New functions

More and more bacteria are threatening to become resistant to the antibiotics currently available. The problem is even so great that diseases like tubercolosis that had almost been eliminated are occurring again. The results of Changsheng Wu’s research, carried out at the Institute of Biology (IBL) under Professor Gilles van Wezel and Dr Young-Hae Choi, provide hope in the search for new antibiotics. Wu showed, for example, that by applying modern analytical methods, molecular structures can be linked to biological and physical functions. Unique biological compounds can then be created in the lab.  These new compounds encompass new activities and sometimes completely new functions that do not occur in nature, and that can impact every aspect of human life.   

Actinomycetes

In developing antibiotics and other medical-natural applications, use is made of micro-organisms belonging to the group of actinomycetes (soil bacteria from which most of our antibiotics come, Ed.).  Next-Generation Sequencing (NGS), the newest method of unravelling the genetics of organisms, shows that the potential of these actinomycetes is far from being fully utilised. So-called dormant bacteria occur, that is bacteria that are not made under standard growing conditions and that are therefore never discovered by industry. The big challenge now facing scientists is to activate these antibiotics (to awaken their potential, as it were), in order to be able to screen them and where possible apply them as medicines in the clinical environment. 

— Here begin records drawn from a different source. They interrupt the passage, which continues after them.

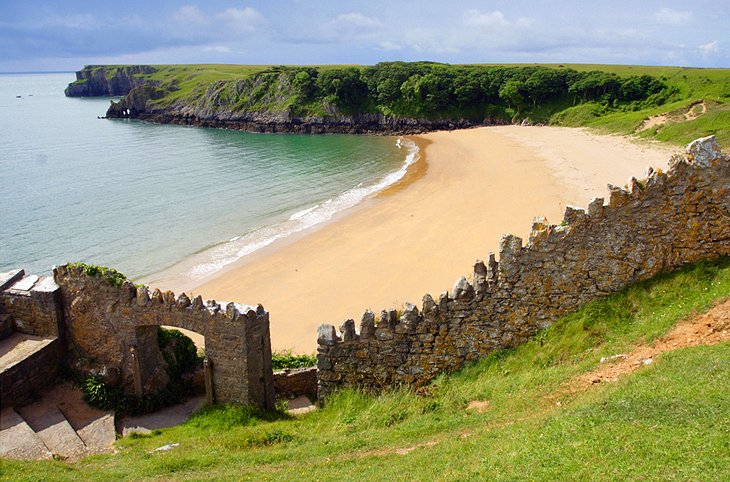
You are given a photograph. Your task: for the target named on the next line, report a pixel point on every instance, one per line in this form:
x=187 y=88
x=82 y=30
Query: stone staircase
x=59 y=425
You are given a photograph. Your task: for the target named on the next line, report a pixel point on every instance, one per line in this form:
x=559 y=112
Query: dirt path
x=710 y=328
x=694 y=110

The new molecule Lugdunomycine

During his PhD research, Changsheng Wu discovered a number of different molecules with new chemical structures. Many of these were similar to already known molecules, but a pioneering discovery is that of Lugdunomycine: an antibiotic with antibacterial properties to combat gram-positive bacteria such as Bacillus subtilis and the multiresistant MRSA. It is only very seldom that a molecule is discovered that in terms of structure is so different from known molecules, which emphasises the importance of Changsheng Wu's research. These and other examples show that using a combination of methods can make it easier to discover new molecules. At the same time, it is possible to identify genetic information responsible for the biosynthesis route.

Co-cultivation

In his work, Wu combined different methods of cultivating micro-organisms using NMR metabolomics (in simple terms, a method of detecting the intermediate and end-products of cultivating cells or tissues).  His research showed that co-cultivation, developing two or more micro-organisms in the same medium, in this case a fungus and a Streptomyces bacterium, can generate new compounds.

Multidisciplinary approach

Wu now advocates that scientists who are involved in the search for new antibiotics should have the necessary biological knowledge and practical genetic tools in their repertoire. Far-reaching multidiscipliniary cooperation between scientific experts, in his opinion, offers the best chance for making sure the search for new antibiotics is successful.